Make it easy for developers to manually and automatically test the system. Tests are essential to check the functional correctness of code and to prevent new accidental defects through code changes. Testing requires tooling, frameworks, test data and techniques for testing various types of code elements.

  • Unit Testing Techniques for Code Elements: Basically, every code element such as utility functions, API endpoints, frontend components etc need a corresponding unit testing technique.
  • Test Isolation and Parallel Execution: Ensuring that tests can run in isolation and in parallel.
  • Test Data: Provide sample data that is used by tests.
  • Debugging Support: Integrate debugging tools for manual testing.
  • Mocks: Being able to mock certain components or code elements.
  • Fixtures: Run tests within a predefined system state or context.

📊 Privacy

Protect user privacy and comply with privacy regulations. This involves disclosing how personal data is collected, stored and processed by components and implementing mechanisms that ensure user privacy rights such as the right to correct or erase personal data.

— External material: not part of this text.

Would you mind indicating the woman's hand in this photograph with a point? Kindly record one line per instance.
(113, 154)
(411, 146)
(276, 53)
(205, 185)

  • Data Processing Records: Companies may be legally obligated to keep written records of all data processing activities. These records are supposed to describe what data is processed, the purpose of processing, the legal basis of the processing, the retention period and the recipients to whom the data is disclosed.
  • Privacy Rights: Guarantee users' privacy rights by implementing mechanisms that allow users to access, rectify or erase data.
  • Consent Management: If data is processed on the legal basis of consent, that consent must be obtained through the user interface and somehow stored (e.g. in a cookie or a user account).
  • Location Choice: Cloud infrastructure may offer choosing the country of data processing and storage so that different privacy legislation applies.

📊 Cost Optimization

Minimize unnecessary operating expenses and reliably predict costs. This involves keeping track of plans, subscriptions and the capacity utilization of cloud services.

  • Cost Budget: Create a predictable budget for the operating costs of the system. This is typically a combination of fixed and variable costs:
    • Plans/Subscriptions for Cloud Services
    • Autoscaling Cloud Infrastructure
    • Licensing Costs
  • Environmental Impact: Track environmental impact such as carbon emissions that are indirectly caused by operating the system on cloud infrastructure.